If a product is all over Instagram or in all of your friends’ medicine cabinets should you be using it too? Welcome to “Do You Really Need…”, a new series where we discuss, with the help of some experts, how to determine whether or not a trendy or divisive product really belongs in YOUR skin care routine. Today we’re chatting about acne products formulated just for adults.
Anyone who dealt with acne during their teenage years understands how much of a commitment it can be to get it under control. And for many of us, it isn’t just an adolescent thing.
Recently, brands like Rodan + Fields and M-61 have launched and expanded acne lines formulated specifically for adults. But, do you really need a different acne-fighting lineup as an adult than you did in your teens or are these products a mere marketing ploy?
To find out, we consulted with Southern California-based board-certified dermatologist and celebrity beauty expert Dr. Anna Guanche to help us break down the differences between the two phases of acne and how they are best treated.
What causes acne in your teens versus as an adult?
In general, acne is caused by a combination of excess oil and bacteria coming together in the skin. However, what triggers this meeting for teens and adults can differ.
According to Dr. Guanche, most acne found on teen skin is caused by a combination of genetics and hormones because their bodies are still changing.
“Male teens like to use whey protein to “bulk” up, but it mimics androgen and has been shown to cause acne in studies, in addition to dairy products,” Dr. Guanche explains. However, the case is entirely different for young women. “Female teen acne can be caused by anything from hormones to makeup to environmental factors to genetics—you name it,” she adds.
Women experience acne in their adulthood more than men, and that’s due to factors such as menstruation, menopause, and pregnancy. Another common factor in adult women is the reduction in cell turnover. This means that as adults, our dead skin cells linger a lot longer than they used to, and it’s a huge contribution to aging and adult acne.
How does the appearance of acne differ in your teens versus as an adult?
Teen and adult acne differ in appearance and the location in which they’re present on the skin. In your teens, breakouts can occur very often and seem as though they never really go away. “In teen acne, there can be a mixture of comedones (blackheads), pimples, pustules, white heads, etc.,” Dr. Guanche explains. The distribution of teen acne is usually all over the face.
Throughout adulthood, it tends to linger along your jawline and surrounds your chin area. As Dr. Guanche points out, this acne is likely seen in a “U- shaped” fashion. This type of acne is usually large, sore red bumps that flare up, or are cysts underneath your chin. While all of these instances are uncomfortable, those larger, painful bumps definitely take some time to cure and heal.
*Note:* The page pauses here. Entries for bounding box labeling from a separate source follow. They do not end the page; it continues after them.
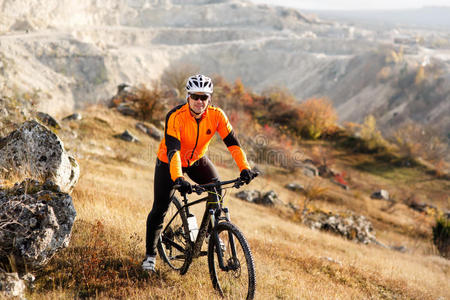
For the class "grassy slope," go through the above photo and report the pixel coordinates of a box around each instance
[29,107,450,299]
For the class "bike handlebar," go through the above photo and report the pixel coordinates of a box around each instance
[173,173,259,195]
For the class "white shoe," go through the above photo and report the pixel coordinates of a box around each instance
[142,255,156,272]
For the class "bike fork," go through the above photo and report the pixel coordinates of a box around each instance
[209,208,236,271]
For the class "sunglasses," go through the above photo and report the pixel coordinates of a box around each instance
[189,94,209,101]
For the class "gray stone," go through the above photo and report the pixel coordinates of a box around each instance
[236,190,261,202]
[0,121,80,192]
[114,130,139,143]
[317,165,338,178]
[408,201,438,213]
[302,164,319,177]
[62,113,83,121]
[136,122,164,141]
[254,191,279,206]
[370,190,390,200]
[116,103,138,117]
[0,273,25,299]
[36,112,61,129]
[0,179,76,271]
[284,182,305,192]
[302,211,375,244]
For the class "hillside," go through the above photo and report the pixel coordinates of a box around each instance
[0,0,450,135]
[16,102,450,299]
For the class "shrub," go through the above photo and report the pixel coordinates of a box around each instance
[297,98,337,140]
[433,216,450,258]
[359,115,388,152]
[392,121,448,170]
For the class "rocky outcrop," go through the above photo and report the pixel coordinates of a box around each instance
[236,190,280,206]
[0,121,80,192]
[136,122,164,141]
[284,182,305,192]
[370,190,390,201]
[0,273,25,299]
[114,130,139,143]
[0,179,76,269]
[303,211,375,244]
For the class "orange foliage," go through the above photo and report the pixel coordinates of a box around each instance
[297,98,337,139]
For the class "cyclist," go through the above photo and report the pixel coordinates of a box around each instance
[142,74,255,271]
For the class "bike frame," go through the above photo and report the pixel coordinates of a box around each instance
[166,179,240,271]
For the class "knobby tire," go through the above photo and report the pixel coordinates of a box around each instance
[208,222,256,299]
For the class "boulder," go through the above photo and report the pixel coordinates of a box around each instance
[317,165,338,178]
[370,190,390,200]
[236,190,280,206]
[114,130,139,143]
[36,112,61,129]
[302,211,375,244]
[255,191,279,206]
[62,113,83,121]
[408,201,438,214]
[236,190,261,202]
[136,122,164,141]
[116,103,138,118]
[301,163,319,177]
[0,179,76,271]
[0,273,25,299]
[284,182,305,192]
[0,121,80,192]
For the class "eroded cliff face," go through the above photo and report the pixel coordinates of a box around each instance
[0,0,450,134]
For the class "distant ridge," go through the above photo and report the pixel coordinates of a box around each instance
[305,6,450,31]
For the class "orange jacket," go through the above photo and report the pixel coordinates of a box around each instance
[158,103,250,181]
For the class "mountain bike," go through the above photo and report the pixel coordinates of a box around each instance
[158,178,256,299]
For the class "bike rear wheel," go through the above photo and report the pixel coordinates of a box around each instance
[208,222,256,299]
[157,197,192,274]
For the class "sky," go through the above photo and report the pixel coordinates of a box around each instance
[251,0,450,10]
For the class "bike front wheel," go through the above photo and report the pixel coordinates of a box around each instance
[157,197,192,274]
[208,222,256,299]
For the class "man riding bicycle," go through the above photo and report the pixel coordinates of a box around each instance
[142,75,255,271]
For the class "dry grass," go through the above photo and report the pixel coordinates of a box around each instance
[28,107,450,299]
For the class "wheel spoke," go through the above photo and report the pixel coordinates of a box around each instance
[208,223,255,299]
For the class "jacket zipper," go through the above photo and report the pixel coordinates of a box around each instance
[188,119,201,167]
How do treatments geared towards teens compare to those formulated for adults?
As we mentioned earlier, the creators of Proactiv, Katie Rodan and Kathy Fields, recently debuted two separate product lines designed to treat teen acne and adult acne respectively under their Rodan + Fields brand.
Spotless is for teens and is designed to control oil and delivers 5% benzoyl peroxide and oxygen into the pores to kill bacteria and prevent new breakouts from cropping up.
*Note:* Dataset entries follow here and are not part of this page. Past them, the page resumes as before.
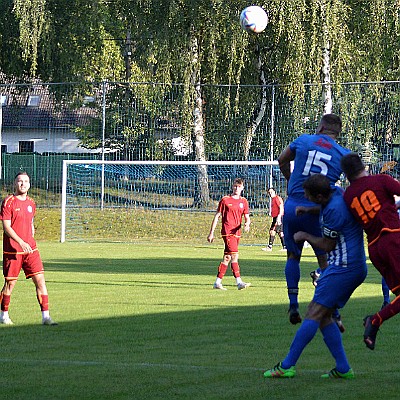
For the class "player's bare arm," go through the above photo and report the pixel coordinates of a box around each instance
[244,214,251,232]
[207,212,221,243]
[2,219,33,253]
[278,146,295,180]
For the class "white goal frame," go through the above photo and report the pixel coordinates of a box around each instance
[60,160,278,243]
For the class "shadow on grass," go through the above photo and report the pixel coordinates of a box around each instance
[0,292,398,400]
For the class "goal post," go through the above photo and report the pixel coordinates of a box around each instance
[60,160,286,242]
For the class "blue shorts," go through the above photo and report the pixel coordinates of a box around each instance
[313,264,367,308]
[283,198,325,256]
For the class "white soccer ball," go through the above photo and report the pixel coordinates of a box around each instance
[240,6,268,33]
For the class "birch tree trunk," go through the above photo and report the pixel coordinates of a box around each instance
[190,35,210,208]
[243,46,267,161]
[321,4,332,114]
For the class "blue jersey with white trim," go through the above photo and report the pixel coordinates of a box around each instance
[288,134,350,200]
[320,186,366,270]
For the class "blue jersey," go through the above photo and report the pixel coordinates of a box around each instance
[320,186,366,268]
[313,187,367,308]
[288,134,350,204]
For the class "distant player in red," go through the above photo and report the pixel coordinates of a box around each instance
[207,178,250,290]
[262,188,286,251]
[0,172,57,325]
[341,153,400,350]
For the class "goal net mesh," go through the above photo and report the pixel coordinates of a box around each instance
[61,160,286,244]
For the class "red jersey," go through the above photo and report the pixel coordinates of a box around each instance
[0,195,36,253]
[344,174,400,244]
[217,196,249,236]
[271,195,283,218]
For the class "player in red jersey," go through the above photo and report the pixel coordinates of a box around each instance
[0,172,57,325]
[262,188,286,251]
[341,153,400,350]
[207,178,250,290]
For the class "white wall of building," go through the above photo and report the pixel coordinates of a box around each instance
[1,127,99,153]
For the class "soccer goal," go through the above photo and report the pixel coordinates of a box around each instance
[61,160,286,242]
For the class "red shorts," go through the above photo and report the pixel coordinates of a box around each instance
[368,232,400,291]
[222,235,240,254]
[3,249,44,280]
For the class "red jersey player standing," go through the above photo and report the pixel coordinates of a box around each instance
[0,172,57,325]
[341,153,400,350]
[262,188,286,251]
[207,178,250,290]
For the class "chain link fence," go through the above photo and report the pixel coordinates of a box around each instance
[0,82,400,207]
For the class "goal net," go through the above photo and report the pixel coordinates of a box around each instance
[61,160,286,244]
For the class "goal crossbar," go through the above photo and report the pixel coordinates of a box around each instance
[60,160,278,242]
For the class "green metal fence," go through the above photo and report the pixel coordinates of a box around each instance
[0,82,400,206]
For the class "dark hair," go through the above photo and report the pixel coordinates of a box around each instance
[303,174,332,197]
[14,171,29,180]
[340,153,365,181]
[233,178,244,185]
[319,114,342,135]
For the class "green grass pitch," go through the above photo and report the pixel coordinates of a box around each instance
[0,241,400,400]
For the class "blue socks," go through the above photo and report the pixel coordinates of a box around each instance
[321,323,350,374]
[282,319,318,372]
[285,258,300,306]
[282,319,350,374]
The adult line, Unblemish, targets both blemishes and fine lines and wrinkles. It’s formulated to be gentle and non-drying and promote a more clear, youthful appearance. The formula contains 2.5% benzoyl peroxide that is delivered to skin via a dual-chamber system to minimize the potential for irritation.
So do you need to use acne products specifically created for adults?
You don’t necessarily need to use a product that specifically says it’s for adults, though one that targets wrinkles and breakouts and/or is formulated with adult-centric skin concerns in mind can certainly be beneficial. However, simply tweaking your approach to zapping zits as an adult can be just as advantageous.
For example, if you spotted a pimple during your teens, you might have reached for the most intense treatment you could find. Teenage skin typically responds better to more intensive solutions and ingredients that can kick breakouts to the curb. The reason for this is that our skin has more oil present when we’re younger and can handle these ingredients without being dried out. “Oral antibiotics may be added if the patient is still breaking out with larger pustules and has a lot of inflammation,” Dr. Guanche says.
Now as adults, because our skin is more likely to dry out quickly, it’s best to swap those intensive treatments for more gentle solutions. Rather than using a cleanser that’s really abrasive and can cause sensitivity, try a gentle cleanser to help remove any impurities and not aggravate those affected areas. The Benton Tea Tree Cleansing Water contains 70% tea tree leaf water, an ingredient that is antibacterial and anti-inflammatory.
“Regular facials are great for maintenance and the addition of red and blue light is optimal to keep bacteria under control,” Dr. Guanche explains. Oral contraceptives can help stabilize those fluctuating hormones that trigger acne in adult women, while anti-androgen medication (such as spironolactone) reduce the excess amount of androgens (i.e. testosterone) that can cause adult acne.
Dr. Guanche explains that a tailored skin care routine is best for all types of acne. “This regimen often includes retinoids, glycolic acid, moisturizer, sunscreen and a medicated face wash,” she says. When in doubt, pay a visit to your dermatologist for a personalized treatment plan.